The move, creating a new North American headquarters, would put management of Toyota’s U.S. business close to where it builds most cars for this market.
North American Chief Executive Jim Lentz is expected to brief employees Monday, said the person, who was not authorized to speak publicly. Toyota declined to detail its plans. About 5,300 people work at Toyota’s Torrance complex. It is unclear how many workers will be asked to move to Texas. The move is expected to take several years.
I don’t know how many will move to Texas, but I bet several thousand won’t. And that doesn’t even address the ripple effects in the region’s economy, all sorts of support businesses that would lose the revenue spent by those employees — restaurants, dry cleaners, janitorial companies, you name it. Those people won’t be heading for Texas; they’ll be stuck here. And it’s going to hurt.
Toyota originally came to LA in the late 1950s, and staying here made sense for them for a long time, in spite of increasingly burdensome taxes and regulations. After all, most of their cars entered the US through the huge Port Of Los Angeles, so it made sense to have the North American HQ nearby.
But, with the passage of time, Toyota, like so many foreign car manufacturers, built more and more of their cars here in the US, mostly choosing to construct their facilities in business-friendly Southern states… such as Texas. The last auto manufacturing plant in California, coincidentally Toyota’s, closed in 2010. Eventually, economic logic (1) lead the company to decide that the cost of living and business in California wasn’t worth staying in California, not when their manufacturing operations had all shifted to Texas and nearby states.
As Dale Buss writes at Forbes. After talking about the structural shift in Toyota’s business, he looks at the once-Golden State:
Besides, California’s business climate is becoming an even bigger downer.
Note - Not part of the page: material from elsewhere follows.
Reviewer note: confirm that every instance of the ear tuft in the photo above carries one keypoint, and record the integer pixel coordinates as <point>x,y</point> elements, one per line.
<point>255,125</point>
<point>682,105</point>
California has become infamous with business executives and owners there not only for high tax rates and complex taxing schemes but also for overzealous regulations and regulators that have managed to stifle the entrepreneurial energy of thousands of companies.
Even Hollywood movie studios have been souring about producing flicks in California, increasingly reckoning that the sweet tax breaks and assistance packages now offered by so many other states offset the legacy advantages and ideal production climate in California.
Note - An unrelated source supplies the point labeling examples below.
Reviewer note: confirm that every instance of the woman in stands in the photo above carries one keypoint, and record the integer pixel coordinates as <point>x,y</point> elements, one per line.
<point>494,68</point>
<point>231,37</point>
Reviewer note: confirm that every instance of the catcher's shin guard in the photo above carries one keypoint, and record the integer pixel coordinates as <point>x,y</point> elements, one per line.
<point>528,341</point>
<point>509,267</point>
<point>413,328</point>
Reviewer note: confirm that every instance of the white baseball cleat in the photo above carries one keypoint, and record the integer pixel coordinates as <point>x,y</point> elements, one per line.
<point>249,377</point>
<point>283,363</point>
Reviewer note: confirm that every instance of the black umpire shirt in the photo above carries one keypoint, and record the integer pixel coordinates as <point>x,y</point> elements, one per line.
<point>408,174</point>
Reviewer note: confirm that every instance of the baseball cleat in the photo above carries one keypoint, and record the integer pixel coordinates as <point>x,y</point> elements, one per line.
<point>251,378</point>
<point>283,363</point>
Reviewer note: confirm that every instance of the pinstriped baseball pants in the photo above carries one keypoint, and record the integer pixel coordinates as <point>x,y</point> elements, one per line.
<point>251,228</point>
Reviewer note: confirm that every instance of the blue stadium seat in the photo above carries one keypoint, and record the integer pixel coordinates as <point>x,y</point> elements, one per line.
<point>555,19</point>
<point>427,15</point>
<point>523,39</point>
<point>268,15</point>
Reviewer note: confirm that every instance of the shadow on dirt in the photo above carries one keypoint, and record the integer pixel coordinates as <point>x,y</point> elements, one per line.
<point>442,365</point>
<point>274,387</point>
About the only vast remaining pocket of dynamism in the California economy is Silicon Valley, where the mastery of the global digital economy by companies ranging from Google to Hewlett-Packard has become so complete that they have been able to succeed despite the home-state business landscape.
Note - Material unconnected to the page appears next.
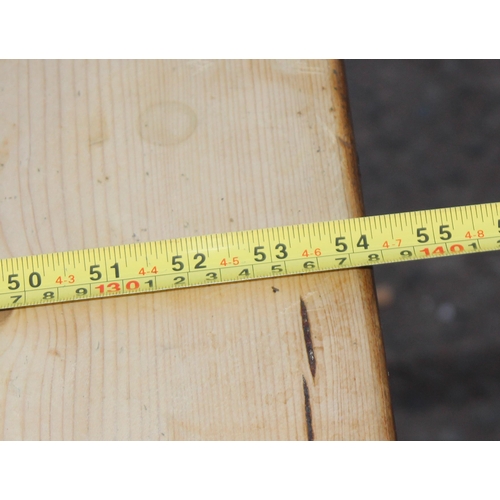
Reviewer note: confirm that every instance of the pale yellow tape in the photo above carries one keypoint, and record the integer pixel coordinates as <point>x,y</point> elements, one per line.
<point>253,254</point>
In the annual Chief Executive magazine “Best States / Worst States” ranking that surveys CEOs for their opinions, Texas has been holding on to the No. 1 spot for a while; California seems permanently relegated to No. 50.
As Automotive News put it, “Despite the deep, creative talent pool in greater Los Angeles, doing business in California has become more expensive for companies and their workers.” Bestplaces.net said that the cost of living for employees is 39 percent higher in Torrance than in Plano, and housing costs are 63 percent lower in Plano.
Thus, over the last 10 years, the Lone Star State has stolen so many jobs from the paragon of the Pacific Coast that Toyota’s reported move should come as no big surprise.
No, it’s no surprise, but it is maddening because it is a largely self-inflicted wound. Business flight has been going on for a few years, now, and, no, “Green jobs” just aren’t going to fill the gap. Heck, a businessman even set up a consulting firm to help companies “abandon ship.”
Losing Toyota should be a loud, blaring alarm for Governor Brown and the progressive oligarchs who dominate our legislature, for it’s their policies, piling on regulations and taxes year after year, decade after decade, that have made it nearly impossible to build a business here. (Just read this “Dear California” letter from a small businesswoman who’d had enough.) And for those companies that had been successful, the incentive to move finally grows too great to resist. But they won’t learn, not until it gets much worse. Like all good oligarchs, they’re isolated in their ivory tower of safe seats and unaccountability (2).
Keep watch at the I-10 crossing into Arizona: pretty soon, a lot of those taillights you see heading East are going to be on the back of Toyotas.
And they ain’t coming back.
(1) Something progressives should acquaint themselves with, sometime.
(2) And, before anyone else can say it, yes, that’s our fault as voters.